Business and Data Intelligence: Tables or networks?

7. 2. 2022

I dare say that the vast majority of business intelligence solutions we can see everywhere still run on relational databases. No wonder. I remember how amazed I was when I came to understand the simplicity and beauty of relational algebra and learned of the versatility and power of SQL. Relational databases are based on tables that are interconnected through relations such as “this bank account belongs to this customer”. All views and outputs from relational databases come in the form of tables. Tables are the ideal world for users in the financial controlling department: every line contains a number; there is a sum at the bottom; check it; does it agree? It doesn’t agree; never mind; correct it; is it OK now? Perfect, we’re done… I know what I’m talking about. For me, tables are inside my comfort zone. However, I also understand that for marketing people, tables are more of a nightmare inside their fear zone.

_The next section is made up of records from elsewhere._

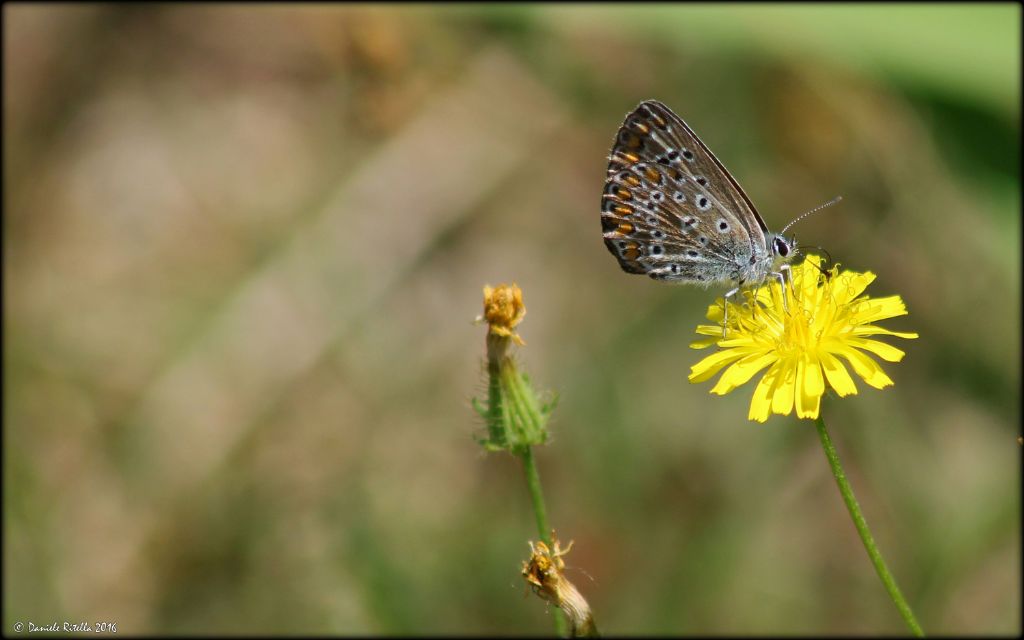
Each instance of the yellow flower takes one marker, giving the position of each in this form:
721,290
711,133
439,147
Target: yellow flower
802,342
503,309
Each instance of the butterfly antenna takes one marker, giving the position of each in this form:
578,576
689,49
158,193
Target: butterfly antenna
814,210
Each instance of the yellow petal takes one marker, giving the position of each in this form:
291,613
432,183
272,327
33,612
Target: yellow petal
872,330
865,368
850,285
743,371
714,364
837,375
784,390
761,401
810,386
883,350
873,309
704,343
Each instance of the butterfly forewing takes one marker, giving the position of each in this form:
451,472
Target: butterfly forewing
671,209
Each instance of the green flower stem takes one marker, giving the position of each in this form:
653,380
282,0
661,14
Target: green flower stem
865,534
537,496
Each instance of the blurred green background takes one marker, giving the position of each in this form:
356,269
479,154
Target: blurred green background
244,247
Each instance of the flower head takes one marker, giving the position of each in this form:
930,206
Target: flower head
545,573
503,309
802,340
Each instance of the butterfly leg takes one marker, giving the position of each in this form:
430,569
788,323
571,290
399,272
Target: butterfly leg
784,275
725,308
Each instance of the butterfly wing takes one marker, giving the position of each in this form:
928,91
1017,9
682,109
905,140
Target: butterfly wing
671,209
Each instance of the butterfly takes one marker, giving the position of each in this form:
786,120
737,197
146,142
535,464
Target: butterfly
673,211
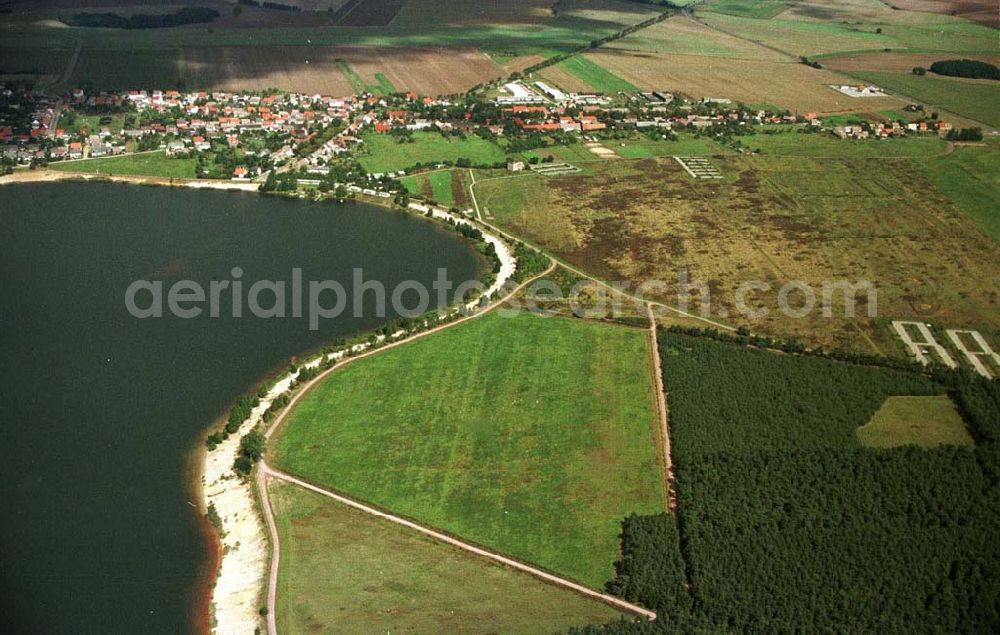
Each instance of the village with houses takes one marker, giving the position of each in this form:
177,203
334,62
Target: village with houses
249,136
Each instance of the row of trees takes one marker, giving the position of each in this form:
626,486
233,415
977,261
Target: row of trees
966,68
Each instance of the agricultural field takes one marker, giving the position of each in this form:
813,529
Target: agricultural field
154,163
683,35
814,38
417,50
891,62
339,70
17,62
978,100
594,77
758,9
924,421
983,11
785,519
342,567
124,70
447,187
753,81
970,179
532,436
825,145
775,219
384,153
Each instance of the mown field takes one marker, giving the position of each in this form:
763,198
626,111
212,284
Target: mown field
142,164
924,421
826,145
344,570
753,81
431,48
787,523
975,99
528,435
849,32
777,218
447,187
970,177
684,36
593,76
384,153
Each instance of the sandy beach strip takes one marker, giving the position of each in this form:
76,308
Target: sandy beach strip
239,590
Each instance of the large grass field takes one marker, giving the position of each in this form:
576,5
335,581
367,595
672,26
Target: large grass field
760,9
347,571
970,177
817,37
420,50
774,218
923,421
977,100
532,436
596,76
446,187
826,145
142,164
383,153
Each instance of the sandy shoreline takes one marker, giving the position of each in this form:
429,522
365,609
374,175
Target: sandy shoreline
239,590
42,175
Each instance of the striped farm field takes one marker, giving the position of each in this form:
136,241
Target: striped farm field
531,436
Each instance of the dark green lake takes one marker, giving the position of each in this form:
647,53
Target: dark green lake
100,410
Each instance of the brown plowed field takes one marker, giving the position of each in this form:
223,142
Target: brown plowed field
314,69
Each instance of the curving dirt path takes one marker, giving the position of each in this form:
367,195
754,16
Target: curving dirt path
264,471
661,403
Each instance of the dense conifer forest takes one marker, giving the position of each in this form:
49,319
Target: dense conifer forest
786,523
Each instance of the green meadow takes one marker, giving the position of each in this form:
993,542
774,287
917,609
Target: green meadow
532,436
385,153
346,570
143,164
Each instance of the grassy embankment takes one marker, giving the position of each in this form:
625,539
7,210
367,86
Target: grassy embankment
343,569
142,164
531,436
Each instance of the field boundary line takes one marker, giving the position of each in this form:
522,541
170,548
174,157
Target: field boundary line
611,600
263,468
661,406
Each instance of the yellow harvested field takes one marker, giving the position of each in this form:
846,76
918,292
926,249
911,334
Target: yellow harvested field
923,421
682,34
316,69
786,84
565,80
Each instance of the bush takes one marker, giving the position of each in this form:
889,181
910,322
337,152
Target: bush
966,134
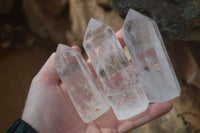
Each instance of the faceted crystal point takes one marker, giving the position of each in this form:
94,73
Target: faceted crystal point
83,90
114,71
149,57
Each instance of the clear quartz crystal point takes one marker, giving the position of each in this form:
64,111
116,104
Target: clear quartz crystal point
114,71
149,57
83,89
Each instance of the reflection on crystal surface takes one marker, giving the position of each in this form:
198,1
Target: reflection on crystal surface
84,91
149,57
114,70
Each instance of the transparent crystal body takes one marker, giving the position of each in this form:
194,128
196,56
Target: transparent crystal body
84,91
114,71
149,57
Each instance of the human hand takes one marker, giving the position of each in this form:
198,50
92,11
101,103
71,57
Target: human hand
49,109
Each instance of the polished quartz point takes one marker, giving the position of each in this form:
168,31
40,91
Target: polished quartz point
114,71
149,57
83,89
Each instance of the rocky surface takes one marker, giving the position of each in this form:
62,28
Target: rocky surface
177,19
65,21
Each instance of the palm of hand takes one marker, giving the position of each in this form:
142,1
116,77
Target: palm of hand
49,109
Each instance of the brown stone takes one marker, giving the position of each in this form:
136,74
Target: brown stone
196,80
182,59
6,6
187,105
54,7
53,27
65,21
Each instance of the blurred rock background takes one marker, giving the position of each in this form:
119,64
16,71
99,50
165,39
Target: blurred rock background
31,29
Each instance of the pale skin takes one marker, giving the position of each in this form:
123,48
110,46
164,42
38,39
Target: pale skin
49,110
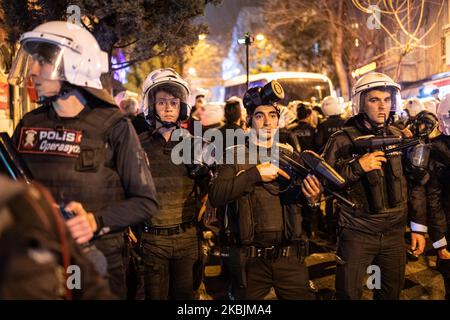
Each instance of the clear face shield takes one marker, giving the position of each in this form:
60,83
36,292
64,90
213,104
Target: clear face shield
444,123
37,58
396,101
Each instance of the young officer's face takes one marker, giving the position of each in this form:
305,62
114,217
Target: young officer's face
167,106
40,73
265,122
377,105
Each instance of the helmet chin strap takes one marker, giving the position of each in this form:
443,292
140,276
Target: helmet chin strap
375,127
165,124
65,90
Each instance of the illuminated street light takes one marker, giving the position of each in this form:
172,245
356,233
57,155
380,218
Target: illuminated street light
260,37
247,41
192,71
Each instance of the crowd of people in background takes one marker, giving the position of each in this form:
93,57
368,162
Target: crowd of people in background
156,223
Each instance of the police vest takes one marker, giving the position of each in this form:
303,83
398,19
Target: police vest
379,191
242,218
72,157
174,188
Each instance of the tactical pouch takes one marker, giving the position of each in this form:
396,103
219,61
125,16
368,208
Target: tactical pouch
374,180
395,183
90,155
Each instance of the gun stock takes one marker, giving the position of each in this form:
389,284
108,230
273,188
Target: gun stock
11,163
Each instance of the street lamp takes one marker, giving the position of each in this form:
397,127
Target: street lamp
247,41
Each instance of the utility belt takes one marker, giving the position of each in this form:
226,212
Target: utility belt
299,250
182,227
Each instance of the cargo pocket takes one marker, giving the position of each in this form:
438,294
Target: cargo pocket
375,189
396,184
91,154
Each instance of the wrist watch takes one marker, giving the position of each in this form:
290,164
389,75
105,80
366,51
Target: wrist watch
314,205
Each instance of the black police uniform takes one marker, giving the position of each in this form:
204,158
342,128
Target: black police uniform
372,233
169,239
305,134
430,202
94,158
38,257
324,131
269,232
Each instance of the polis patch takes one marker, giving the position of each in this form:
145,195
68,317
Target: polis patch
59,142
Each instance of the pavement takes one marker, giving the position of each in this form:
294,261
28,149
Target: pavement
422,281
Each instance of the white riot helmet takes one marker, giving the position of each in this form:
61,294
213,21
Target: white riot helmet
71,50
430,105
164,79
371,81
414,106
443,114
331,106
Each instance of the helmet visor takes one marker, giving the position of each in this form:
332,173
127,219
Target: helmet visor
396,100
37,58
444,123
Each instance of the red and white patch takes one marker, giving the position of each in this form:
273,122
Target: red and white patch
59,142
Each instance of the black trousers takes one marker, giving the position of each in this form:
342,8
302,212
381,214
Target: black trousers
287,275
114,248
168,265
357,251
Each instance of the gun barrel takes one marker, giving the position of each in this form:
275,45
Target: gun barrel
304,171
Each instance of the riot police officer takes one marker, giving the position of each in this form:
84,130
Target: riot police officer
371,233
39,258
78,143
270,234
169,238
430,196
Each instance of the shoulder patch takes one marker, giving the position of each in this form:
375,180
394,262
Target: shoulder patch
57,142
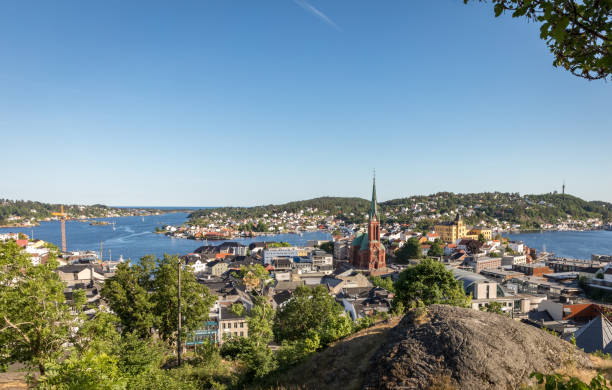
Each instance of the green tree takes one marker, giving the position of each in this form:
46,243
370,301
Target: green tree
327,246
35,321
386,283
260,322
576,32
436,250
312,309
429,282
195,298
145,297
282,244
564,382
410,250
292,352
128,295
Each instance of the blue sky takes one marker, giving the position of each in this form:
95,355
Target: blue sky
256,102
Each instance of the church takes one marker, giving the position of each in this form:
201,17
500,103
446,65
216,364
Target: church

As the volume and importance of the data all around us have grown, I have gradually started moving into a new field called data intelligence. The object of interest here is no longer the business information expressed in data but the data itself. My reasoning was simple: what works in data warehouses (i.e., relational tables) will work in metadata warehouses. After all, in the field of data understanding (for example, when showing the dependencies between data flows—data lineage), it is all about the relationships between data sources and algorithms. So again, we are dealing with relations and, therefore, relational databases are the right technology… But we are going down the wrong path. A thin invisible line has been crossed.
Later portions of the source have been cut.